Tabular data will be generated from statistical summaries of the fire severity class layers. Reporting units will vary in extent depending on the needs of WFLC but at a minimum summary data will be produced for each project mapping zone as well as at a national extent. Three sets of tabular data are currently specified in the MTBS product suite.
Summarizing acres burned by severity class and vegetation cover types requires consistent geospatial vegetation data of similar resolution to provide the most meaningful stratifications. Existing vegetation types currently being mapped by the LANDFIRE program will offer the most spatially extensive and nationally consistent data by which severity classes can be summarized. Since Landsat imagery is the spatial basis for both MTBS and LANDFIRE data, uncertainties that may result from summarizing severity classes within vegetation cover types mapped at a significantly different spatial scale should be minimized. In conjunction with the information needs of WFLC, the accuracy of LANDFIRE data will need to be evaluated to determine the most appropriate thematic scale for reporting.

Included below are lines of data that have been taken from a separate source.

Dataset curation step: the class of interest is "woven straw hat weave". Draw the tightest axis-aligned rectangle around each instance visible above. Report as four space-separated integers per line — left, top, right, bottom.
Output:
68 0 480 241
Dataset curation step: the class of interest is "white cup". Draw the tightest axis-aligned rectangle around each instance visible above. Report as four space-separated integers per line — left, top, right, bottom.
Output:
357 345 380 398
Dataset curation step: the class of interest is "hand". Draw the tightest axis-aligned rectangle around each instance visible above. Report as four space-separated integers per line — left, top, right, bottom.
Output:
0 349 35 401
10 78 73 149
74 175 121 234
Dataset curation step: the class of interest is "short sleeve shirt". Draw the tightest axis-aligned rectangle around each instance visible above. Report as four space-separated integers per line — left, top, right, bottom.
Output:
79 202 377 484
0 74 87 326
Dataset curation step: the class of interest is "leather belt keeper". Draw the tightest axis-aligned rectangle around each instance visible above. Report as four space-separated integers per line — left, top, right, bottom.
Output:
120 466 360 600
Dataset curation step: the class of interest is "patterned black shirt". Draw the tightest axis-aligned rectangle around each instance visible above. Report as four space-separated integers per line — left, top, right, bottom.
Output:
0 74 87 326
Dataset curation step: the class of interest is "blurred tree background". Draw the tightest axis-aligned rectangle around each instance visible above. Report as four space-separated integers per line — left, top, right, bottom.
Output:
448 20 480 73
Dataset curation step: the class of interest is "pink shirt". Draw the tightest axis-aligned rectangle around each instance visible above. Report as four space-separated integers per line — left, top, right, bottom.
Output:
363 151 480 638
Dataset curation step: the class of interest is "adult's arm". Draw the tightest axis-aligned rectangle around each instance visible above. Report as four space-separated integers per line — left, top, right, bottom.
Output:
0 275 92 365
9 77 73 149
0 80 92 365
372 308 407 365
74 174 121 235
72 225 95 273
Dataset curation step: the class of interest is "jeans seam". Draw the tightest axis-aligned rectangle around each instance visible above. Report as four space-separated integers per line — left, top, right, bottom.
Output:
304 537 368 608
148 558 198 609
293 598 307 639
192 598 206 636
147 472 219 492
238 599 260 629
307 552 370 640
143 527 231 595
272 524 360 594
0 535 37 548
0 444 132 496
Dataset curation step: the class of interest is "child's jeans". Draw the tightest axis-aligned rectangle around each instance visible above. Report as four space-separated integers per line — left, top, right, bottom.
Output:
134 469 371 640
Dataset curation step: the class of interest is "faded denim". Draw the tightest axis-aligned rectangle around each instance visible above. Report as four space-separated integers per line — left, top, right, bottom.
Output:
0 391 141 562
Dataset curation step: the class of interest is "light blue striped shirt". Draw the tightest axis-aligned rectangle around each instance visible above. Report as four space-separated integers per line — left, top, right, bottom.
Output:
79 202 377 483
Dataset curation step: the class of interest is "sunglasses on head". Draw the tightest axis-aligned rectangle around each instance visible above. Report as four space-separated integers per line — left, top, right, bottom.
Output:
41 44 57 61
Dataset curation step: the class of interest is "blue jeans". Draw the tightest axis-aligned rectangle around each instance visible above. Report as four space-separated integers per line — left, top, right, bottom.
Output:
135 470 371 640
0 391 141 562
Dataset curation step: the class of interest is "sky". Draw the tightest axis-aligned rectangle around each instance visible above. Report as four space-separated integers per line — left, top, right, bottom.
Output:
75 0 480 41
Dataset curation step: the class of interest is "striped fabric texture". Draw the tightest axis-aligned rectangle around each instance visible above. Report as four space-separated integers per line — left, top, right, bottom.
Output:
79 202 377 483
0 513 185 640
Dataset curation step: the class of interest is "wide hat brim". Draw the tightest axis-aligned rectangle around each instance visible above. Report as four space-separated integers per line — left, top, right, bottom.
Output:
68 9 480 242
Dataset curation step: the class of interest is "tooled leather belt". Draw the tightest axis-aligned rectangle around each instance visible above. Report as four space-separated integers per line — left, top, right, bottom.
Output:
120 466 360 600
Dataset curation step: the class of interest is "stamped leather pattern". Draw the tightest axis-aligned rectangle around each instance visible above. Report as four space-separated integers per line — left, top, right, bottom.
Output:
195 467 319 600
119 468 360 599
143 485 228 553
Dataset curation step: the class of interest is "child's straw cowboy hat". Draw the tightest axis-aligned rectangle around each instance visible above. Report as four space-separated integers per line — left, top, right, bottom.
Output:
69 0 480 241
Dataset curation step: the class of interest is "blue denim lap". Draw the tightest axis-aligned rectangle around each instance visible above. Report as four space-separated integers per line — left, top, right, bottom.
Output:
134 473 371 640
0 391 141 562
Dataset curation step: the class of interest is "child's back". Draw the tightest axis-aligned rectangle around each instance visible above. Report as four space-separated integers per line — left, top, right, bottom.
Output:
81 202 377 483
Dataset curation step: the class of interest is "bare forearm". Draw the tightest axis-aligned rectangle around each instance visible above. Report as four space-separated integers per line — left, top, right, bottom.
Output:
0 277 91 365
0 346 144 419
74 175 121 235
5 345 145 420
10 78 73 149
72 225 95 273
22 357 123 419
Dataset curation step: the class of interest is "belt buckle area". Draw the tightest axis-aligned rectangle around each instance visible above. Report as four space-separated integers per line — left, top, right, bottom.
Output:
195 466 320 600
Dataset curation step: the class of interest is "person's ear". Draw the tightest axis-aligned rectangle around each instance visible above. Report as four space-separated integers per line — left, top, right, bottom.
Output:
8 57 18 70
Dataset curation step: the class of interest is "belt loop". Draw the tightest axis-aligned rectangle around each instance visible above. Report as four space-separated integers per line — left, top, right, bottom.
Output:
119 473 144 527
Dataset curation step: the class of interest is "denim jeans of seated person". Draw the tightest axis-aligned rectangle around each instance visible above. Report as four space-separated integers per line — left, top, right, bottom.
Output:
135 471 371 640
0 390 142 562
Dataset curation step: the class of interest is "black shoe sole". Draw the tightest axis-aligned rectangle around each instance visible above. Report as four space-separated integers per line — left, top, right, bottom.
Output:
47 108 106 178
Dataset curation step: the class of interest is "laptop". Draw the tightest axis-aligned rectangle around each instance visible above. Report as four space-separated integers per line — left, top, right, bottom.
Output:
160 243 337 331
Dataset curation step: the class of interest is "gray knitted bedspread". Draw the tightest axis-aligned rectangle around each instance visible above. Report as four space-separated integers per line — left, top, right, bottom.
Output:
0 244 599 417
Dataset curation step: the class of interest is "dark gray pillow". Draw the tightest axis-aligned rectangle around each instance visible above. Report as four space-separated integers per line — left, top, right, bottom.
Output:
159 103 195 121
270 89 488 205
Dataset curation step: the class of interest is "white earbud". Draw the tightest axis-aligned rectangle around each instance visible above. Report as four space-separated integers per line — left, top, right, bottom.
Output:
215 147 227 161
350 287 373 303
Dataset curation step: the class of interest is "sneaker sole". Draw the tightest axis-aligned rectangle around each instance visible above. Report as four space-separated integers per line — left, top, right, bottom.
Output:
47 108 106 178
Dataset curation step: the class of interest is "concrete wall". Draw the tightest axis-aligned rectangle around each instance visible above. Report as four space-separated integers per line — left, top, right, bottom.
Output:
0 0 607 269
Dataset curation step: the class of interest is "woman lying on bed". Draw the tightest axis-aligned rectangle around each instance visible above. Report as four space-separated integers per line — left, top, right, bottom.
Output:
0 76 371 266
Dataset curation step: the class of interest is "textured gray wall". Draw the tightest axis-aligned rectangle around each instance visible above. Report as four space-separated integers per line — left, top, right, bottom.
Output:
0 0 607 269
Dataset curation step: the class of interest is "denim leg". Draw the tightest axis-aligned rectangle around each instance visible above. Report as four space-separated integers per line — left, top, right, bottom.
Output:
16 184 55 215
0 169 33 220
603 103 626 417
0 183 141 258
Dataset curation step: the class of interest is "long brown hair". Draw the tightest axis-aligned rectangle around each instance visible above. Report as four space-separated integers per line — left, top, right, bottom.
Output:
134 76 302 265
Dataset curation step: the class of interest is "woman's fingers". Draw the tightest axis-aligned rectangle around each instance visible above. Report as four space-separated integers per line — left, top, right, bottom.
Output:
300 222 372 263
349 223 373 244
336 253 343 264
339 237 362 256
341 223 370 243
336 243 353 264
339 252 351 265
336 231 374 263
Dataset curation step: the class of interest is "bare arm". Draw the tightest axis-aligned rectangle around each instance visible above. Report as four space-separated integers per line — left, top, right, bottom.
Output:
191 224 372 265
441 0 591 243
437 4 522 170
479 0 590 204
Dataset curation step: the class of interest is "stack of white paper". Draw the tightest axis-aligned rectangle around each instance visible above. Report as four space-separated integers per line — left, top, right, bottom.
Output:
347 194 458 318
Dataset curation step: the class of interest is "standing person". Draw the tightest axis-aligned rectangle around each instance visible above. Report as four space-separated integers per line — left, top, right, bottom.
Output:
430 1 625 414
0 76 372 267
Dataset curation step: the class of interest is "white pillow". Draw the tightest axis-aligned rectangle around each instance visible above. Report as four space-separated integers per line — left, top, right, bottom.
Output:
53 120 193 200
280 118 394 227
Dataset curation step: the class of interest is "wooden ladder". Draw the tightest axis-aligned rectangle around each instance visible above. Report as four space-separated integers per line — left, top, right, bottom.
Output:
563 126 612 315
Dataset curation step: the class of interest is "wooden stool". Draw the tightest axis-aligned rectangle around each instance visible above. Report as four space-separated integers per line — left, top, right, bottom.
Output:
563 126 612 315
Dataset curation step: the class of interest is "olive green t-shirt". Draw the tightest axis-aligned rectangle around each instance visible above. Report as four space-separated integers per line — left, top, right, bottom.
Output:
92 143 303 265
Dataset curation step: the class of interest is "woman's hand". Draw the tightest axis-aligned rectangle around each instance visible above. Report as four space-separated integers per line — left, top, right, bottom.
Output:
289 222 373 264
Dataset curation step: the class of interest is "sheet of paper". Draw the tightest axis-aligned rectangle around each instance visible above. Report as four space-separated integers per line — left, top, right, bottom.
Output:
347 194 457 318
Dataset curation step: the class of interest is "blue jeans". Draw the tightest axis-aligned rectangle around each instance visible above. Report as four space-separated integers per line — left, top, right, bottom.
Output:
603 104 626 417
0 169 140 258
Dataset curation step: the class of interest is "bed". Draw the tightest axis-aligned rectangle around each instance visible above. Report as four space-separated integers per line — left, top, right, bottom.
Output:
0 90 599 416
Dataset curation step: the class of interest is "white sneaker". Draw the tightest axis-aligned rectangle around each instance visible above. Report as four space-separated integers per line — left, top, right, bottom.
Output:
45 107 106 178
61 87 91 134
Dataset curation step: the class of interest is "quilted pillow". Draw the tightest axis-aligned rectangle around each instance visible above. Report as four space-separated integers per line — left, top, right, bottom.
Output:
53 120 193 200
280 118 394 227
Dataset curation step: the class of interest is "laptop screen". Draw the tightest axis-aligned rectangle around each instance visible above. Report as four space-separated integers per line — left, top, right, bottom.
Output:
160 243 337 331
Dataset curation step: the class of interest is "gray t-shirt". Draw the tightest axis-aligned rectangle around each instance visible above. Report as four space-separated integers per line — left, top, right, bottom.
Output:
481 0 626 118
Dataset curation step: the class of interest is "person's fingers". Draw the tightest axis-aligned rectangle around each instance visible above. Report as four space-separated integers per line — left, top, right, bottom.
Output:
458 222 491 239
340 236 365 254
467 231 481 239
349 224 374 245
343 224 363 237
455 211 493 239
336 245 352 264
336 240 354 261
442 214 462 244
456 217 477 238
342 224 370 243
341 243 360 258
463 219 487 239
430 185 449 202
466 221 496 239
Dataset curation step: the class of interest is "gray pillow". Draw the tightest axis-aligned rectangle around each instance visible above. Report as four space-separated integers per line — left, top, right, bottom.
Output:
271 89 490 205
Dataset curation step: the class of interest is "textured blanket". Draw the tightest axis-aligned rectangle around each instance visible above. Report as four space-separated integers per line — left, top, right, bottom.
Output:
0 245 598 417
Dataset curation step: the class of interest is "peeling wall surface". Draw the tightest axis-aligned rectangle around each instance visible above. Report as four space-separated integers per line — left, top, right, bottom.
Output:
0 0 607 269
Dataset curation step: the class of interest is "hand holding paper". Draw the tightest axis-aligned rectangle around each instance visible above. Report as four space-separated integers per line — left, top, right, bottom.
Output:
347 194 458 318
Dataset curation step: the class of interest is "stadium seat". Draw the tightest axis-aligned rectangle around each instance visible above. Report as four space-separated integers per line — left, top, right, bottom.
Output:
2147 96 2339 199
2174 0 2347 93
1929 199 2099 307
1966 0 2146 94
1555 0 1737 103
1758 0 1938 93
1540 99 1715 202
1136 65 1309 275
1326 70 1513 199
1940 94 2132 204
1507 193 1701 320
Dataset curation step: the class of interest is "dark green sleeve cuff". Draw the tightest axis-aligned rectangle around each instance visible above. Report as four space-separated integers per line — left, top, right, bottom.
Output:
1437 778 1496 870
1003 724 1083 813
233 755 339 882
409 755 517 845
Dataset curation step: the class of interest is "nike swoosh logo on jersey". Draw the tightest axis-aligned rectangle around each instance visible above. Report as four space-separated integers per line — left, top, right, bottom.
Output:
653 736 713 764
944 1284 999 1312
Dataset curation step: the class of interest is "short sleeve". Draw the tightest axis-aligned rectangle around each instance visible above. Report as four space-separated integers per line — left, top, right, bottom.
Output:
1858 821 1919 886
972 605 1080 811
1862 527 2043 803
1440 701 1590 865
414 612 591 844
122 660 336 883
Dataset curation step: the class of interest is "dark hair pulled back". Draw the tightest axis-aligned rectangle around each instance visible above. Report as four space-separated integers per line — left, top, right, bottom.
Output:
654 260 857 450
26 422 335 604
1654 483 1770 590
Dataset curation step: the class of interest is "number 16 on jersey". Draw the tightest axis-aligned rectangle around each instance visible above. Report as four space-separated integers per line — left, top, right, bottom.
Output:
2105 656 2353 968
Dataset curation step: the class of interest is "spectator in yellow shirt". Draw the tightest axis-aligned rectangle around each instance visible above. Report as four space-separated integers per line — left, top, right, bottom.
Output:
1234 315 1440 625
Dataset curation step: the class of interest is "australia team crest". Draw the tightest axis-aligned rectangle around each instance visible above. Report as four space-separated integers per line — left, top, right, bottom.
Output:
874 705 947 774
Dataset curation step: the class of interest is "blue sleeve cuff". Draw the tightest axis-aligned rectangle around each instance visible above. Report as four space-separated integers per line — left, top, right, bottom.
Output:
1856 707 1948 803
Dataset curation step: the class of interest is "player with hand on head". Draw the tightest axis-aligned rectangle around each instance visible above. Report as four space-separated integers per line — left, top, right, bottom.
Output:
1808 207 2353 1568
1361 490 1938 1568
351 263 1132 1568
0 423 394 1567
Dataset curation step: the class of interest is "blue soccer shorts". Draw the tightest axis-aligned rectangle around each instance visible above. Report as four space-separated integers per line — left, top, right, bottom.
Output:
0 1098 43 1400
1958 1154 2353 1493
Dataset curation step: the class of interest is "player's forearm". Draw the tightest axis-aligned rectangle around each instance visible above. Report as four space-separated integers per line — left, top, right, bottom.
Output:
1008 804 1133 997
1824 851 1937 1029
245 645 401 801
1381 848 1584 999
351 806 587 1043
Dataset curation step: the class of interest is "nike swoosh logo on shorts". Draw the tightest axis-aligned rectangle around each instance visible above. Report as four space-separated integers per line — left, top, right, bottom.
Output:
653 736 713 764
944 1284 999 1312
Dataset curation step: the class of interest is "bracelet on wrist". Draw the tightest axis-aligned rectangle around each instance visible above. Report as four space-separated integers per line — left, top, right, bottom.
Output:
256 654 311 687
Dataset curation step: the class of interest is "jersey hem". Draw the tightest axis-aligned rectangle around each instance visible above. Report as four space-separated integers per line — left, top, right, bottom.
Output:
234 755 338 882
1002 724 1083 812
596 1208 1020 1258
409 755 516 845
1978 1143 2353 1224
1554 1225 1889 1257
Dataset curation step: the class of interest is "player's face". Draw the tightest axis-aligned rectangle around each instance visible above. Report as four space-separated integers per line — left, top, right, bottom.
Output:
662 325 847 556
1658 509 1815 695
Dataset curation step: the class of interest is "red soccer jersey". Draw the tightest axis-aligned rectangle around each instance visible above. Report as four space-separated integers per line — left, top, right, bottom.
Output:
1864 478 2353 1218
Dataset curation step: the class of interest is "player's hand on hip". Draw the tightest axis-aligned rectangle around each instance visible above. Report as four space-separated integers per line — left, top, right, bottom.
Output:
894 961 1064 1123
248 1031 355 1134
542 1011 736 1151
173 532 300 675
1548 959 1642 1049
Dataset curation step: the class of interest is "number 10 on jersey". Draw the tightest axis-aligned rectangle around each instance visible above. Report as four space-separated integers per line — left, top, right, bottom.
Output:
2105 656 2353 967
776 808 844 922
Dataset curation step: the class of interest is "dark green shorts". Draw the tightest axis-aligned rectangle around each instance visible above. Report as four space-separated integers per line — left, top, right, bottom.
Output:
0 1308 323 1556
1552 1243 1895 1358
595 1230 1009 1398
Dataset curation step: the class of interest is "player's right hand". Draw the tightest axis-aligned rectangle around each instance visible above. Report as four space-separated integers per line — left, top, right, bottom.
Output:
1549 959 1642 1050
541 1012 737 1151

It is recognized that these tabular data may have limited utility at finer spatial scales and for addressing research and management information needs not considered within the scope of this project. The production and distribution of both continuous and thematic spatial data sets are considered the primary data legacy available to scientific and operational interests outside this project.
All spatial and tabular data will be distributed through web based interfaces. The MTBS project website
http://mtbs.gov/index.html is the primary access point for the data and associated reports as they are completed and become available. Additional distribution nodes may be developed in partnership with other federal and academic institutions.